One of the reasons we are establishing an appeals board is to provide a vehicle for citizens, whether they are an applicant or a third party appellant, to appeal a licence decision without recourse to the courts. There is a right to go to court if one feels that there are grounds for a judicial review.

The amendments referred to by Deputy Ó Cúiv have not been taken. If they had been taken I would have stated that the documents the Deputy is referring to should be made available to the public and that it was my intention to provide for this by way of regulations under the Bill in the same way as they are available in the planning process.

That is why I was anxious to get to that amendment but we are not going to achieve that.

I want to return to a person's right to bring these matters before the court. This can only be done in the case of a judicial review. In a situation where the Minister has granted a licence to which people have serious objections, the licence remains operational. The appellants cannot stop the operation commencing by instigating a judicial review. The only way the enterprise can be halted is by an injunction. In that event, the appellants must give a commitment that they will meet the losses, if unsuccessful. That is the new scenario created by the Minister. Under section 54 of the 1980 Act an individual has the right to appeal a matter to the High Court. The operation cannot proceed until the court had made its decision.

This Bill provides an enhanced mechanism for the public and applicants to appeal licensing decisions which does not necessarily involve recourse to the courts. After this mechanism has been used, judicial review remains an option.

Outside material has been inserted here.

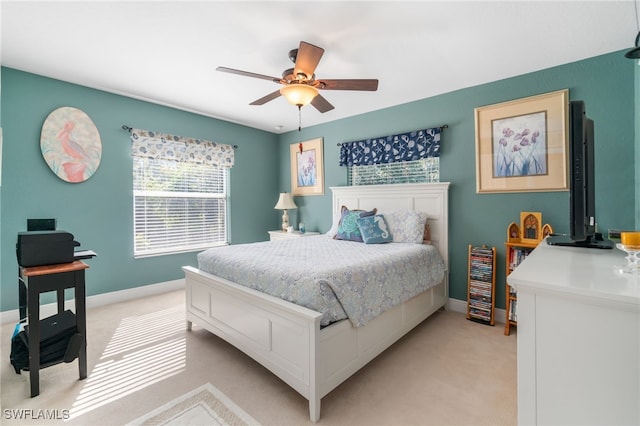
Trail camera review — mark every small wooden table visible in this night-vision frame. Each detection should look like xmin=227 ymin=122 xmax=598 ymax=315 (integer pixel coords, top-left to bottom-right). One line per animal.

Deputy Molloy seems to be suggesting that there is an arrangement whereby someone aggrieved at each and every licence decision has an automatic right to go to court. The provision he refers to in the 1980 Act refers to a High Court appeal on a decision on designation. The 1980 Act provides for cases where entire parts of the coast were designated as suitable for aquaculture and there is a provision to go to the High Court. Having exercised that right there is no further provision in relation to individual decisions. This Bill includes an enhanced provision in that one has the right to go to the appeals board. If one feels that the licensing authority or the appeals board have not done their job, one has the right to seek a judicial review.

Amendment put.
The Select Committee divided: Tá, 6: Níl, 12.

Byrne, Hugh.

Nolan, M.J.

Fox, Mildred.

Ó Cuív, Éamon

Molloy, Robert.

Power, Sean.

Níl

Ahearn, Theresa.

Finucane, Michael.

Bell, Michael.

Fitzgerald, Brian

Boylan, Andrew.

Gilmore, Eamon.

Broughan, Tommy.

Ring, Michael.

Byrne, Eric.

Sheehan, P.J.

Crawford, Seymour.

Walsh, Eamon.

Amendment declared lost.
Section 49 agreed to.
Sections 50 to 54, inclusive, agreed to.